Le fichier de traitement des signalés pour la prévention et la radicalisation à caractère terroriste (FSPRT) a été créé en mars 2015.

Contrairement au fiches « S », le FSPRT n’est pas réservé à la police ; il est entre autre alimenté par un numéro vert et par les signalements des services de l’État.

Selon Le Monde,  227 personnes ont été signalées dans le Bas-Rhin et 127 dans le Haut-Rhin. Ça en fait quelques unes, tout de même.

 

À Strasbourg, le directeur de la CAF viré !

Le directeur de la caisse d’allocations familiales du Bas-Rhin a refusé de diffuser un texte, ce qui provoque un trouble au niveau national.

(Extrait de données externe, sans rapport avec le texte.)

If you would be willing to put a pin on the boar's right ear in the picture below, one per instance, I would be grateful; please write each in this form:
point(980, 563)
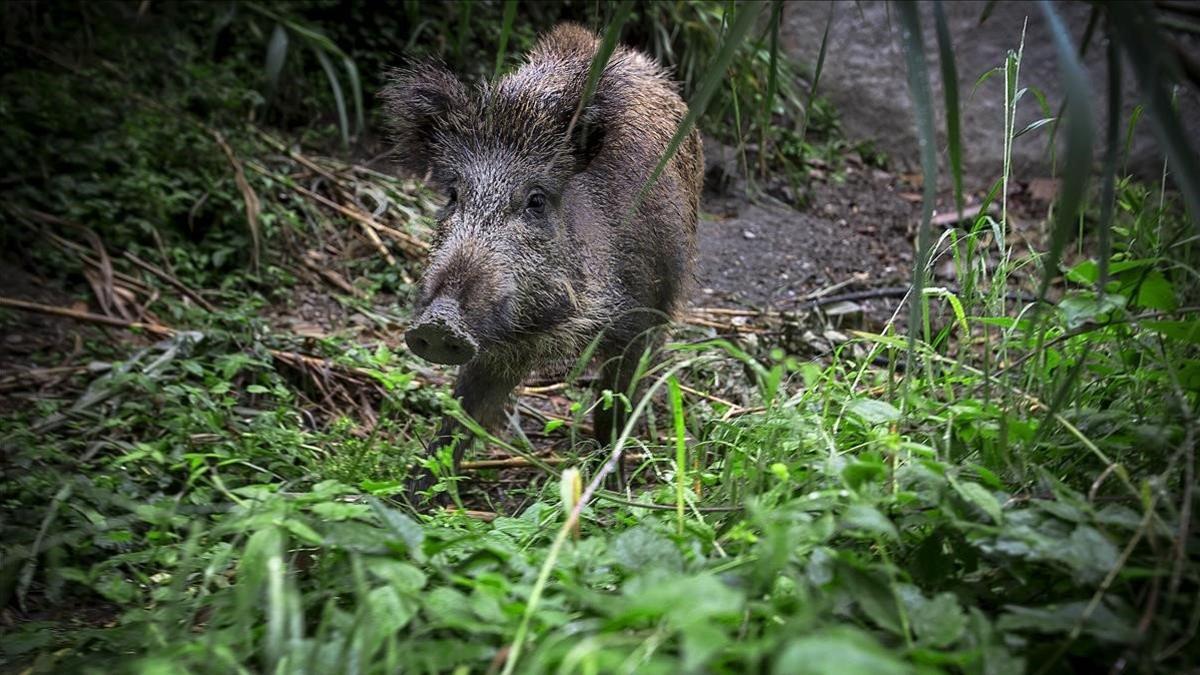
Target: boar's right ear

Les caisses d’allocations familiales se sont doté d’une charte de la laïcité. Elle sera prochainement affichée dans tous les accueils des CAF de France. Elle s’adresse aux employés qui ont « une stricte obligation de neutralité » et de ce fait « ne peuvent manifester ni afficher leurs convictions politiques et religieuses ». Des employés qui doivent dans le même temps  faire face à des usagers qui ont le droit d’arborer des signes politiques et religieux dès lors qu’ils respectent « l’ordre public établi par la loi ».
À Strasbourg, cette charte de la laïcité, qui devait faire l’unanimité, pose de sérieux problèmes et crée un gros hiatus entre la CAF du Bas-Rhin et la Caisse Nationale (Cnaf) : Michel Reyser, le directeur de la CAF de Strasbourg, a refusé de diffuser la charte pour des raison de risque juridique : « Ce document n’a pas de valeur légale, mais en aurait une si je l’avais diffusé. S’il y a un problème, c’est à moi d’en répondre aux prud’hommes ou au pénal. Si j’ai cette responsabilité, qu’on me laisse définir ce qui est à diffuser »… La CAF a mis fin aux fonctions de son directeur Strasbourgeois le 26 février, remplacé et affecté à une autre mission.

L’association des directeurs de CAF (Adircaf) n’accepte la mise à l’écart de Michel Reyser, qui met en cause l’article 6 de la charte, et ces deux phrases : « Les salariés ne peuvent pas manifester leurs convictions philosophiques, politiques et religieuses. Nul salarié ne peut se prévaloir de ses convictions pour refuser d’accomplir une tâche. »

« Les mots ont un sens. Il aurait fallu écrire ces convictions, pas ses convictions. Si je la diffuse, on peut très bien m’opposer des convictions syndicales par exemple », explique Reyser. « Il n’y a pas d’ambiguïté », affirme Daniel Lenoir, directeur général de la Cnaf, « Mr Reyser n’a pas fait état de difficultés mais d’un refus revendiqué et réitéré. Cette charte fait de la pédagogie de la laïcité, c’est un symbole fort. Tout comme c’est un acte fort de refuser de la diffuser, que je ne peux accepter. Les Caisses sont autonomes, pas indépendantes.» D’où sa décision « qui n’est ni un licenciement ni une sanction ». Détails à lire dans Le Parisien.

 

Cuisine interne

La recette des élections primaires de la gauche a disparu ! Non, pas la recette du succès mais l’enveloppe contenant les sous de la participation des votants au second tour de la primaire. Elle était dans la pièce du fond des bureaux du parti socialiste de Mulhouse. Il n’y a aucune trace d’effraction, une enquête est en cours. Mais qui a donc pu voler ces… 12 euros ???